Results for Reading Purposes – Relative Achievement – PIRLS 2021

PIRLS 2021 International Results in Reading

Relative Achievement in Reading Purposes and Comprehension Processes

Relative Achievement in Reading Purposes

Young students read for a wide variety of reasons and encounter a wide variety of texts with different content and in different formats. However, whether their reasons for reading are for interest, entertainment, or learning, much of the reading done by young students both in and out of school can be broadly described as either reading stories (with a plot and characters often in a narrative structure) or reading materials that provide information. As young students develop their literacy skills and are increasingly required to read to learn across the curriculum, reading to acquire information could become more frequent.

The International Benchmarks section of the report includes a description of the texts used to assess the literary and informational purposes, as well as videos of example texts and items.

Exhibits 3.1 and 3.2 show relative average achievement in literary and informational purposes in comparison to average achievement overall. Starting at the top of the exhibits, the results are organized according to the extent that countries had relatively higher achievement in the informational purpose (and lower in literary) compared to their overall achievement, followed by countries with little difference in achievement between the two purposes in the middle of the exhibit, and countries with relatively higher achievement in the literary purpose (and lower in informational) compared to their overall achievement at the bottom.

Exhibit 3.1 shows only the results for the 43 countries and 5 benchmarking participants that assessed PIRLS 2021 at the end of the fourth grade school year. However, this discussion about relative strengths and weaknesses in reading literary texts compared to strengths in weaknesses in reading informational texts will be based on Exhibit 3.2 which presents the results for all 57 countries and 8 benchmarking entities that participated in PIRLS 2021, including the 14 countries and 3 benchmarking entities that needed to delay data collection until the beginning of the fifth grade and have comparably older students (half a year older on average, highlighted in pink).

Looking at the top of the exhibit under the informational column, the data show that 9 countries had higher relative achievement (at least 2 score points) based on the informational materials than on the PIRLS 2021 assessment as a whole.

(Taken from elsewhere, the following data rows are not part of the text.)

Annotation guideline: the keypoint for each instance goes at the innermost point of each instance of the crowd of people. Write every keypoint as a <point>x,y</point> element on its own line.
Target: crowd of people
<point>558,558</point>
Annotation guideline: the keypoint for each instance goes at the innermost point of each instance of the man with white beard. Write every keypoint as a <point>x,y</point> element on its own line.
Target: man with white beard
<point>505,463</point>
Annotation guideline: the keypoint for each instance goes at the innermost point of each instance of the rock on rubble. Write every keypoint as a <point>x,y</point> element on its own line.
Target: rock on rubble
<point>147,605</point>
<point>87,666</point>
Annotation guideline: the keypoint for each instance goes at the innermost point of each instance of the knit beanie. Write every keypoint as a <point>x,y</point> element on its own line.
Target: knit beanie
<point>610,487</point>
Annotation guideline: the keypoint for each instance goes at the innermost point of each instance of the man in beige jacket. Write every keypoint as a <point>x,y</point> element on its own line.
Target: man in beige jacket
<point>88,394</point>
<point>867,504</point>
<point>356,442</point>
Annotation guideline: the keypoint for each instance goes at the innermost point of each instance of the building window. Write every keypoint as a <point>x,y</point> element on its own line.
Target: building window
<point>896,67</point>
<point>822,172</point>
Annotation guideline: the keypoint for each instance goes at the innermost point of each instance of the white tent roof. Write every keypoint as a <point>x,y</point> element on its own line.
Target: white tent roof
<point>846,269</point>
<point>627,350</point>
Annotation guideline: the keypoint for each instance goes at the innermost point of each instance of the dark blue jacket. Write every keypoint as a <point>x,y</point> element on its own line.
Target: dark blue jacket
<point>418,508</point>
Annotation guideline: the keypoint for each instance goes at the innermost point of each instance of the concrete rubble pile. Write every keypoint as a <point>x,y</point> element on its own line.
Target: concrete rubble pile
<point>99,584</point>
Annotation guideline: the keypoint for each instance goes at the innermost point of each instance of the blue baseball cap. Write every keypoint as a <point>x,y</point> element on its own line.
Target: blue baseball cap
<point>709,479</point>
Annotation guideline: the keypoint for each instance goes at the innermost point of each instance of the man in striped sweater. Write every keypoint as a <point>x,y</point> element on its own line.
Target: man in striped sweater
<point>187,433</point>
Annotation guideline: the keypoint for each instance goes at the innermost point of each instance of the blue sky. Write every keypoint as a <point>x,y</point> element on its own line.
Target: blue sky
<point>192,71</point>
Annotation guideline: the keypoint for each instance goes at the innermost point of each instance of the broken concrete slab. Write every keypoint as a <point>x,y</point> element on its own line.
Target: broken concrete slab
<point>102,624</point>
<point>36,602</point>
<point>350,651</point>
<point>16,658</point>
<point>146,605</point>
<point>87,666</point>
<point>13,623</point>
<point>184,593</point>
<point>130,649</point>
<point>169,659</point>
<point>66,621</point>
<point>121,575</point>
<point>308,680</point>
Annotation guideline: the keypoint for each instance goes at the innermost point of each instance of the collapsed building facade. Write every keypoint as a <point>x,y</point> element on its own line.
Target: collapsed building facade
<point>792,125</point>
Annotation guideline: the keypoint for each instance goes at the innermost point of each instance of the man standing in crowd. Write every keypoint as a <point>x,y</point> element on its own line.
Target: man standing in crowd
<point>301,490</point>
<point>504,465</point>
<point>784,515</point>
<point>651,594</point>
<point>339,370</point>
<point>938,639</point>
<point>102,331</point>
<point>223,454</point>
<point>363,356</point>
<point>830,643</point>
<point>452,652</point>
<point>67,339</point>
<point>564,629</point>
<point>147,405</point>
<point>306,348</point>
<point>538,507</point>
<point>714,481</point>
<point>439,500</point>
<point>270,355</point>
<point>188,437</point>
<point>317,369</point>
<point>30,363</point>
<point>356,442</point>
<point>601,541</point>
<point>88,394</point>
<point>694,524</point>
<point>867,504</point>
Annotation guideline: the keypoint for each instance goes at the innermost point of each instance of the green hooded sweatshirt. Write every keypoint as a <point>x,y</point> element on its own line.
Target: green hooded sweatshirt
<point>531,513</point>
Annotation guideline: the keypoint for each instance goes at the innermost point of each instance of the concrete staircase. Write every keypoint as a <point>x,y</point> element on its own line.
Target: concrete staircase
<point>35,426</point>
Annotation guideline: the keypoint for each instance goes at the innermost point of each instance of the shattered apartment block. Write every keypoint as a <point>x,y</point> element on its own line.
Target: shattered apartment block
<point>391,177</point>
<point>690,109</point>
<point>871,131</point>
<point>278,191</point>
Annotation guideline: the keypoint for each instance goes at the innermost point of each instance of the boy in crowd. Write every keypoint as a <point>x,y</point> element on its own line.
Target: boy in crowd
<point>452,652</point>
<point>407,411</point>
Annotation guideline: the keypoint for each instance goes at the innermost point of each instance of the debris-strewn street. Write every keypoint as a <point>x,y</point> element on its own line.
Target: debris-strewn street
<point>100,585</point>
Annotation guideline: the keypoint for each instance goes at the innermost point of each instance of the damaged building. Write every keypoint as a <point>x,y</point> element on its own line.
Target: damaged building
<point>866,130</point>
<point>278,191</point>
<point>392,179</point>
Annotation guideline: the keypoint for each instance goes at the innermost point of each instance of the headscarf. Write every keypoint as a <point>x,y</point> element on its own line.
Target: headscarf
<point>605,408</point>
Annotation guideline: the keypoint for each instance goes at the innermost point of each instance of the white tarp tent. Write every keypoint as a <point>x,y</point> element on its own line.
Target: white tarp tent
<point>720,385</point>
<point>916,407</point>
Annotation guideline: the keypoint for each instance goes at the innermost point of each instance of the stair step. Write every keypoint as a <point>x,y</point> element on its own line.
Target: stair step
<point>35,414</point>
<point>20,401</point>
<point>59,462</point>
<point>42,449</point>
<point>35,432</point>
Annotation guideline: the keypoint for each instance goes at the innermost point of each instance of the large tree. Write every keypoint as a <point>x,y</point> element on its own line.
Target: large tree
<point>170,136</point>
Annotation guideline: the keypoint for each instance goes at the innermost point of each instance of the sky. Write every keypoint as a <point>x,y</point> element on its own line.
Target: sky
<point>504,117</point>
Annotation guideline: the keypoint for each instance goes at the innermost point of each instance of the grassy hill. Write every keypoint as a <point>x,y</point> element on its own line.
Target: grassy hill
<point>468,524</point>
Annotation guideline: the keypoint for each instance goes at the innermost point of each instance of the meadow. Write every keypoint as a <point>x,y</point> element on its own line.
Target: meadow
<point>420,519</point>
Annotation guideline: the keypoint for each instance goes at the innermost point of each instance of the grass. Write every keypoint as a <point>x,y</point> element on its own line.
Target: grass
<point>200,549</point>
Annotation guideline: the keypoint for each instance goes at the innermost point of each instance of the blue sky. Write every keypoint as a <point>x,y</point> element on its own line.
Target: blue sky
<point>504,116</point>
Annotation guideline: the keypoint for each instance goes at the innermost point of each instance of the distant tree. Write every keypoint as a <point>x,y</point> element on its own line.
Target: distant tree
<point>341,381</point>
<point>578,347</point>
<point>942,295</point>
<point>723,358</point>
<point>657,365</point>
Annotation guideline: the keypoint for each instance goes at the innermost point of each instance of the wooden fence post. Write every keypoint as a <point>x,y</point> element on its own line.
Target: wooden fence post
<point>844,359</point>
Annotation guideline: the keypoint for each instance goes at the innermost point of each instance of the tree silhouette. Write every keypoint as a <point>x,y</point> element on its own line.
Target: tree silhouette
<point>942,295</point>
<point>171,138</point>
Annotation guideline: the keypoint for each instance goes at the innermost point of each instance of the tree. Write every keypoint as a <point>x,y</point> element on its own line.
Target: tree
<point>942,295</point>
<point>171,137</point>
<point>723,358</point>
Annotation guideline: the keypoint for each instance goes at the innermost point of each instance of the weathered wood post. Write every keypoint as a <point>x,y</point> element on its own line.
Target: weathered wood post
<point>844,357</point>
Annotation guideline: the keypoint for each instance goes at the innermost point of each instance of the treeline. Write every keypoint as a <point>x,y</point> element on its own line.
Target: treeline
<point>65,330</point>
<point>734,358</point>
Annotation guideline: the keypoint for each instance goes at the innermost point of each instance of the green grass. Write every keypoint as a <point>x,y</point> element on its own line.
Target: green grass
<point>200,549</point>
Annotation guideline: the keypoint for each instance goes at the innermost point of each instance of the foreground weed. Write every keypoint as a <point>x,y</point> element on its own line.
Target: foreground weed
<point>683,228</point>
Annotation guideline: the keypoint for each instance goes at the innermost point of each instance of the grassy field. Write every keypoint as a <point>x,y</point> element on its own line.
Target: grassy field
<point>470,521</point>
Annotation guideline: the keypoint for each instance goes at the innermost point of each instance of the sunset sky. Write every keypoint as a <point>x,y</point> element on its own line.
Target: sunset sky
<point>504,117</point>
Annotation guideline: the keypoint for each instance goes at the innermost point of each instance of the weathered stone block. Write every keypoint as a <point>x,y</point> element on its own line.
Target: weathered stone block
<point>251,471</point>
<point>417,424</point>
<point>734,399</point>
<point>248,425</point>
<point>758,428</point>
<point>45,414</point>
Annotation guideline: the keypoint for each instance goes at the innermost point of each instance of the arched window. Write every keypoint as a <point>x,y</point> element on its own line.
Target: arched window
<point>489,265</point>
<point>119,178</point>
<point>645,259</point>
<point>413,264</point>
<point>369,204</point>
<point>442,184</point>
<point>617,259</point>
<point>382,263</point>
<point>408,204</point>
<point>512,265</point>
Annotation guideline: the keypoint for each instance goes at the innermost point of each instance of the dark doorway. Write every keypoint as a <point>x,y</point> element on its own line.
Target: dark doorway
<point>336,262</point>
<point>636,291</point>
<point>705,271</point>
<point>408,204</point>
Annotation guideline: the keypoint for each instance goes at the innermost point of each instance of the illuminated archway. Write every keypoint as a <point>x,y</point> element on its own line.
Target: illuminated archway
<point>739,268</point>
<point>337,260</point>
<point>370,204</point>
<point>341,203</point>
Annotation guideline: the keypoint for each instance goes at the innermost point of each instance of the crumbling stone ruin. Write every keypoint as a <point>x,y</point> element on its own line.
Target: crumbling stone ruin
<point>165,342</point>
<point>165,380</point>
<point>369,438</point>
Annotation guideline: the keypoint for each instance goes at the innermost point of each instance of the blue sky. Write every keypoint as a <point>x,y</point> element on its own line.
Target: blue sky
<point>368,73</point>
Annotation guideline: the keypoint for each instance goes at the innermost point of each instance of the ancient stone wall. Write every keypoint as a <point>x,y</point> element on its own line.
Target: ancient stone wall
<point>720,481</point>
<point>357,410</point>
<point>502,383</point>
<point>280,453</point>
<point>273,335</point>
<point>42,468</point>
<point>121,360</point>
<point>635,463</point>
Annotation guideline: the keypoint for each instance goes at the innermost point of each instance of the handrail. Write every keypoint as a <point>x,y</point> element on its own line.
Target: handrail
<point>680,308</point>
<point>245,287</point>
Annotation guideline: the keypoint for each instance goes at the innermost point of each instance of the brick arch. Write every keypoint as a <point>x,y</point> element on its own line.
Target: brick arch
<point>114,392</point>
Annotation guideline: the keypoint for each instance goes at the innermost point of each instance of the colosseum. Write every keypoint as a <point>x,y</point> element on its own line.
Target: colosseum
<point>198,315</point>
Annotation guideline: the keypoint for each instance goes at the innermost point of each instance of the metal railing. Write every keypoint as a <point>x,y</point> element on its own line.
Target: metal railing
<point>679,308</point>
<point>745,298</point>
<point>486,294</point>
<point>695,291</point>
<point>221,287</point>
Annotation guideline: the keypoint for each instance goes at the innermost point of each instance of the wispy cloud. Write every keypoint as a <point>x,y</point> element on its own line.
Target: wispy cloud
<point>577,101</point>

Although three East Asian countries, Macao SAR, Hong Kong SAR, and Chinese Taipei had differences from overall reading ranging from 6 to 12 scale score points, most of the differences were rather small (1 to 4 points).

The lower portion of the exhibit shows that 18 countries had a relative strength in the literary purpose, nearly double the number with a relative strength in the informational purpose. Also, by means of the differences being defined relative to the overall, a relative strength in the literary purpose will often be accompanied by a relative weakness in the informational purpose. Twenty-three of the 57 countries in Exhibit 3.2 had both a relative strength in one purpose and a relative weakness in the other, while 11 countries had only a relative strength or a weakness in one purpose.

Many countries (23) did not display a relative strength or weakness in reading achievement for either purpose. However, the prevalence of relative strength in the literary purpose is consistent with a reading curriculum that begins with stories in the early grades and then transitions to reading about science, history, and geography as students move to the upper grades.